Alas, his visit to Beverly is not among those that are now on the 2021 calendar.
That’s because the singer-songwriter – whose preternatural talent was captured on the early 1970s albums “Cold Fact” and “Coming from Reality” – has been tapped as one of many marquee performers participating in The Cabot’s 100th anniversary virtual celebration on Thursday, Dec. 3.
Though the Herald Citizen’s interview with Rodriguez was conducted by phone in February with the plan of previewing his spring concert, much of what was discussed still serves the same purpose for next week’s celebratory event.
The Detroit native described his family as “musical people who danced and sang.” Thus, Rodriguez grew up in a household of people who played music themselves rather than listening to records on a turntable. “I think they were more live,” he explained.
Mississippi-born electric blues guitarist and songwriter Jimmy Reed is the one specific artist Rodriguez names when asked about his influences. However, he tried to understand the style of “anyone playing guitar,” including folk artists who didn’t “write only boy-girl songs.”
On that latter point, Rodriguez aimed to “broaden the scope” as a lyricist when he began composing songs as a teenager.
“I’m Mexican, you know, so English is my second language,” he said.
“I have a lot respect for the English language … I play with the words,” he added, affirming his interest in how words can be manipulated and used to mean different things.
“Literature is based on experience and personal interpretation,” he also averred, indirectly describing his approach to lyric writing.
Statements like this make it unsurprising that the 78-year-old has a degree in philosophy (from Detroit’s Wayne State University, which he has long lived a few blocks from) and profoundly admires the American philosopher, psychologist, and Harvard professor William James.
“He was very optimistic,” Rodriguez said of the founder of pragmatism. “I’m optimistic. I want to live to be 350 years old. But like you, I can only do one day at a time.”
While this might be true on a personal level, Rodriguez’s lyrics are frequently far from Pollyannish with regard to societal or political concerns. For example, his 1970 song “This Is Not a Song, It’s an Outburst: or, The Establishment Blues” includes lyrics such as “Public gets irate/but forgets the vote date,” “gun sales are soaring/housewives find life boring,” and “Adultery plays the kitchen/bigot cops nonfiction.”
The recent election was nine months away when the conversation happened. As would be expected of a self-described “musico-politico” who has run for local offices in the past, Rodriguez had some thoughts on the matter.
“I’m supporting Bernie Sanders,” he shared. “I made posters for him and I carry them around.”
Asked about the then-non-lame duck Oval Office occupant, he responded, “My first line of the show is, ‘I have something to say to the commander-in-chief.’ Then I put on my hat and I shake my head down. That’s what I think of this administration.”

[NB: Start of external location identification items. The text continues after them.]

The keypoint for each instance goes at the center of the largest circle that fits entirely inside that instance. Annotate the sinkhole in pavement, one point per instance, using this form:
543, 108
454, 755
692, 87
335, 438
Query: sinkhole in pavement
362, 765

Expert songwriting and sage-like wisdom aside, Rodriguez is a modest and unassuming human being. That likely comes from decades of being more or less forgotten as a musician (though not everywhere, as the documentary makes abundantly clear) despite his immense talent.
Eight years of previously unexpected time in the spotlight and the economic windfall brought about by extensive touring has done nothing to change this.
“I put a roof on my house. I got new floors and new doors,” is his answer to whether he has afforded himself any indulgences. “I’m proud of the place.”
This is the same house seen in “Searching for Sugar Man,” and which a 2013 MLive article reports his having paid $50 for in 1976.